Il y a chez Pascal – et plus particulièrement dans le célèbre
« Pari » – « de nouvelles possibilités de la raison, une nouvelle
intelligence de l’existence ». Loin d’être un fidéisme, la pensée de
Pascal est aussi à l’opposé de « la réduction de la raison à la
science ». C’est « raisonnablement qu’il [Pascal] parvient à la
foi ».
Face à Descartes et à la naissance du rationalisme occidental
(qui culminera, après Pascal, dans le panlogisme de Spinoza où Dieu,
la nature et la Raison sont équivalents), l’auteur des Pensées
laisse toute sa place à la contingence, à l’ignorance et à
l’incertitude. Mais il n’aboutit pas au scepticisme parce qu’il
n’enferme pas l’homme en lui-même. L’homme, dit Pascal, « est
inconcevable à lui-même sans le secours de la foi ».
Moderne et antimoderne
A la fois progressiste et non illusionné par le progrès, Pascal
« voit le progrès comme le moteur de notre propre vie spirituelle et
la métamorphose ou la conversion comme le feu brûlant au cœur de
notre vie » et « il est impressionné par la labilité de l’homme et
donc par son aptitude à se perfectionner sans cesse », mais « il
n’idéalise pas le progrès pour autant, il en saisit même d’emblée
l’ambivalence, comme le montre un autre fragment des Pensées :
“Tout ce qui se perfectionne par progrès périt aussi par progrès.

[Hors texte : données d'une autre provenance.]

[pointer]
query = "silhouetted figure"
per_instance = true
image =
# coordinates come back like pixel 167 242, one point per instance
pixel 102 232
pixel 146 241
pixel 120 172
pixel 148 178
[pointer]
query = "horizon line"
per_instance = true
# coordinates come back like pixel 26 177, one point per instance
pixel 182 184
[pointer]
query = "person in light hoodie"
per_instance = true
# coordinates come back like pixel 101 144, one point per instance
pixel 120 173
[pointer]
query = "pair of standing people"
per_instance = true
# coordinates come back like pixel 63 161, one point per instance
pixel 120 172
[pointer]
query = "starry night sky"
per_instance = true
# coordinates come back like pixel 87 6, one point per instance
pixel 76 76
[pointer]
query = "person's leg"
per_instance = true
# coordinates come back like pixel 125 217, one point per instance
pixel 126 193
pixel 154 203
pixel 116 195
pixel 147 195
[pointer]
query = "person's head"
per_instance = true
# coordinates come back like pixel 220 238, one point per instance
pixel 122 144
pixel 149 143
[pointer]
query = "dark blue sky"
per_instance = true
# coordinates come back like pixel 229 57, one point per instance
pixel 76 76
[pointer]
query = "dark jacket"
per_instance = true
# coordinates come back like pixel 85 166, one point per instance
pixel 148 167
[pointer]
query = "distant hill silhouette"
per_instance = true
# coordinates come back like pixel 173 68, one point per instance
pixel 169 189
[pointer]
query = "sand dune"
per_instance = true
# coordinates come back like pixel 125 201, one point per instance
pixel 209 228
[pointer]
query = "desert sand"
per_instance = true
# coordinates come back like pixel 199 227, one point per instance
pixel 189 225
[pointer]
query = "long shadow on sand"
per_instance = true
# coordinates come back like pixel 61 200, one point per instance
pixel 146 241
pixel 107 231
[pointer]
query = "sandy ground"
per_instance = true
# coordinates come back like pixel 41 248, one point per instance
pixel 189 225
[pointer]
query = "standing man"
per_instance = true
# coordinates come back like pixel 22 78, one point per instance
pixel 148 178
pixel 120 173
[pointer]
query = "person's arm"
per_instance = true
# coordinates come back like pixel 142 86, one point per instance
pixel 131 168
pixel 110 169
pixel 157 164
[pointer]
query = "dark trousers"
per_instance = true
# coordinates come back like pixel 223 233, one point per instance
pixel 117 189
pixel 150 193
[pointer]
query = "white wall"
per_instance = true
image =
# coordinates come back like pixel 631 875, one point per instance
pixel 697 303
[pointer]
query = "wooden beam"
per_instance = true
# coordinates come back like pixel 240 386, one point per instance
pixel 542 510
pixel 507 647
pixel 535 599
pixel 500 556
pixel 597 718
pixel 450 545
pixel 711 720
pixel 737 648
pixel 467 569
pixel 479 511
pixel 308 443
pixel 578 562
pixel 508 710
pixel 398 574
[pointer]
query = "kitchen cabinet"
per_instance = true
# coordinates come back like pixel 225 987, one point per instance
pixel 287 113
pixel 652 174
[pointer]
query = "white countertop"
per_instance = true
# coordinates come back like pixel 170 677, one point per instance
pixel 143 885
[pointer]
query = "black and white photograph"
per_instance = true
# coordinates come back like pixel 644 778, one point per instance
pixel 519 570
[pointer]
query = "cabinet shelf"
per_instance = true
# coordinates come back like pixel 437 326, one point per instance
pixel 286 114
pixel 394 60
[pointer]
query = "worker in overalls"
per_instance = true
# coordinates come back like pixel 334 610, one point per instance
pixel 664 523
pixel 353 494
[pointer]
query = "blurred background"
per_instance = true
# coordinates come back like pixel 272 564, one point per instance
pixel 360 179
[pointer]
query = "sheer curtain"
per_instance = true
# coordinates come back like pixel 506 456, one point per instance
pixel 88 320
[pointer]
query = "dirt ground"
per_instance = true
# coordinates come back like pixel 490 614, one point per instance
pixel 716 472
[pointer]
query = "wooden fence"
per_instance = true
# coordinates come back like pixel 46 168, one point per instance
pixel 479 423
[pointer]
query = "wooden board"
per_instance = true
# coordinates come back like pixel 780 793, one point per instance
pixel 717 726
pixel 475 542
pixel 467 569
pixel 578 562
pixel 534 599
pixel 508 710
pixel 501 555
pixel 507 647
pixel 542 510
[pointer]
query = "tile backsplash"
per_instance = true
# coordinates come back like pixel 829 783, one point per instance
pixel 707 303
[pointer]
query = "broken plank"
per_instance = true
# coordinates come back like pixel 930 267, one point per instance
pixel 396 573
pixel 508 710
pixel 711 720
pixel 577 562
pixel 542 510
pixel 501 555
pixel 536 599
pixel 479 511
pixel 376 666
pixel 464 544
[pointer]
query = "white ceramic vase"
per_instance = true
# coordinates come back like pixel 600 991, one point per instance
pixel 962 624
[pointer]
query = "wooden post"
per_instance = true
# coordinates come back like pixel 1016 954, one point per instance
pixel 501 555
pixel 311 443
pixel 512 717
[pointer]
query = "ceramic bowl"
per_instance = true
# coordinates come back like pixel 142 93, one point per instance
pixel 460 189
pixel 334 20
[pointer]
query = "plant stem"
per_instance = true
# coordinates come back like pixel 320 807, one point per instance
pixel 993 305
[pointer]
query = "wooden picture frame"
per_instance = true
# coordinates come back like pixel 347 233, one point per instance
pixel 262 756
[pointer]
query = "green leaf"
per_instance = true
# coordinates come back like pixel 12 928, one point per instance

Tout ce qui a été faible ne peut jamais être absolument fort” »
(p. 15).
Un chapitre est consacré au péché originel dans la pensée de
Pascal. Pour Pascal, le péché originel n’est pas un postulat
métaphysique, mais peut s’établir par une « observation » attentive
de la nature de l’homme. « Se servir de l’observation du Péché
originel pour prouver Dieu, telle est la démarche profonde de Pascal
dans son Apologie » écrit l’abbé de Tanoüarn, qui ajoute plus loin :
« La question pascalienne me semble être la possibilité de cette
phénoménologie du péché et de la grâce, hors de laquelle la foi,
acte évident, choix essentiel entre deux vies, deviendrait
l’adhésion à une pure construction mentale et à des concepts dont on
n’aurait jamais aucune expérience et qui deviendraient totalement
évanescents »
Si l’œuvre de Pascal n’a cessé d’interpeller à travers les
siècles – et même si « l’expression naturellement fragmentaire de sa
pensée a permis des raccourcis qui ressemblent à des confiscations »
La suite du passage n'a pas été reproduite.